Amid the catastrophic hurricane this past weekend, the town of Pittsfield reminds us all of the power of the collective human spirit.
Pittsfield, Vermont, is the type of small town where everyone knows everyone. When you live in New York City, it’s easy to discount what a small town of 400 is capable of. But amid the Hurricane Irene catastrophe this weekend in Pittsfield, I was reminded of the power of the collective human spirit.
When I headed up to Vermont for my cousin Marc Leibowitz’s wedding this weekend, I thought that I was taking my family out of harm’s way in Jersey City, NJ. Little did we know what was coming.
The story has been picked up all over the national media today, with various different spins and sensational headlines, but the story worth telling is of the heroism I encountered in this remote corner of America. These people were presented with the most difficult of circumstances, and they didn’t panic or get angry, but instead banded together to ensure the safety and well-being of their neighbors.
The heavy rains from the storm triggered massive flooding all over Vermont, and Pittsfield was one of the hardest hit areas. The bed & breakfast at Riverside Farm where we were staying was perched safely on a hill, but roads on both sides of it were destroyed during the storm and we watched in horror as entire homes were swept away by the rushing water. Luckily, there were no deaths, but the citizens in this small town have seen their lives turned upside down.
The entire ordeal, needless to say, was very frightening for everyone. At one point it looked like more rain was on the way that could have washed our bed & breakfast away as well, but thankfully that did not come to pass.
On the first night after the storm, the US marshals came into our bed & breakfast and rounded up any males from the wedding party who felt able to assist in the rescue and recovery efforts. Town members from all walks—lawyers, doctors, the butcher the and even the shepherd quickly put everything aside to ensure the safety of those most affected.

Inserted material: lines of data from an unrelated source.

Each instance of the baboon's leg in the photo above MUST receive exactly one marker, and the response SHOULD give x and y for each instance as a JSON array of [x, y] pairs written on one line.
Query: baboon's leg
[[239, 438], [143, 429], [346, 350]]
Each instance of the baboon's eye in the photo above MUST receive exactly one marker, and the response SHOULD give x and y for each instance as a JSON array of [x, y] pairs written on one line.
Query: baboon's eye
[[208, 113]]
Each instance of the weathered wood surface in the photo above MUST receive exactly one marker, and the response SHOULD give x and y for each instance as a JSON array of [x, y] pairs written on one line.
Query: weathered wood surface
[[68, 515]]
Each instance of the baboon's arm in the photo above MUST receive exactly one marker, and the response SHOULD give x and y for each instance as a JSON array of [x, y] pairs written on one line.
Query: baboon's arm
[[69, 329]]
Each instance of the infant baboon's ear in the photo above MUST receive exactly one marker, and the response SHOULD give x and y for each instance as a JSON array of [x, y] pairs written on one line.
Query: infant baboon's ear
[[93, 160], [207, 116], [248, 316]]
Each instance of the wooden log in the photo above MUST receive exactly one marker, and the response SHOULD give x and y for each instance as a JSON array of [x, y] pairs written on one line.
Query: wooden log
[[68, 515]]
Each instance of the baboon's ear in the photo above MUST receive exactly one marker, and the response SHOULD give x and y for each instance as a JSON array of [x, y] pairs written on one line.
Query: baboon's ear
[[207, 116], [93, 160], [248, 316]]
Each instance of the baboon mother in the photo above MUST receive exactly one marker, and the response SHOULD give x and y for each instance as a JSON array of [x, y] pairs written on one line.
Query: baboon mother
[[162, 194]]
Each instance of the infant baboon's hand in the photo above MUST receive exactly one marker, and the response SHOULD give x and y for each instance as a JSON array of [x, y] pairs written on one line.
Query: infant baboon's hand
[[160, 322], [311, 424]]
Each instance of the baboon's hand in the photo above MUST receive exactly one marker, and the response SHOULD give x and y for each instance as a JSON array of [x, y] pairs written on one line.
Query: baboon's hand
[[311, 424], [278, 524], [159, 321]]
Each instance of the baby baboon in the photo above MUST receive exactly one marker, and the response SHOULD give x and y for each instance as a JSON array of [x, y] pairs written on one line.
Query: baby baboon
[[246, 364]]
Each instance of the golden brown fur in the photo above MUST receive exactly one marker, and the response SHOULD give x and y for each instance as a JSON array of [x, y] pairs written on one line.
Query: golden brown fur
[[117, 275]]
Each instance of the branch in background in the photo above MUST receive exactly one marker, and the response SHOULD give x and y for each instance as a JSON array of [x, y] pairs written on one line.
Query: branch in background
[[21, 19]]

I wish our government could channel that kind of spirit. It was remarkable to see what human beings can accomplish when they discard their differences, recognize congruent interests, and come together with a common purpose.
While there are many people who deserve recognition, I want to give special credit and thanks to the people in Vermont at Amee Farm and Riverside Farm , Joe and Courtney Desena, who made their bed & breakfast property a command center for the rescue and relief efforts in the town. They were selfless and relentless in their fight to save and help the people of the town, and without them it would have been nearly impossible.
My wife, 3-year-old son, father and mother, who was running low on breast cancer medication, were with me at the wedding so I decided to contract a helicopter to take us back to New Jersey after two days of assisting in the relief efforts. The helicopter was also able to deliver a package of medical supplies to others stranded in the town, and other wedding guests were able to be evacuated as well.
Hurricane Irene is beginning to fade from the headlines, but I can’t stress enough that these people still need our thoughts, prayers, attention and aid. Their town is still flooded, they are without power, and they face a monumental task of rebuilding their town.
However, with the indefatigable spirit of community I witnessed this weekend, they will have no problem restoring Pittsfield to the warm, beautiful place it was before the storm. It is certainly an experience I will never forget.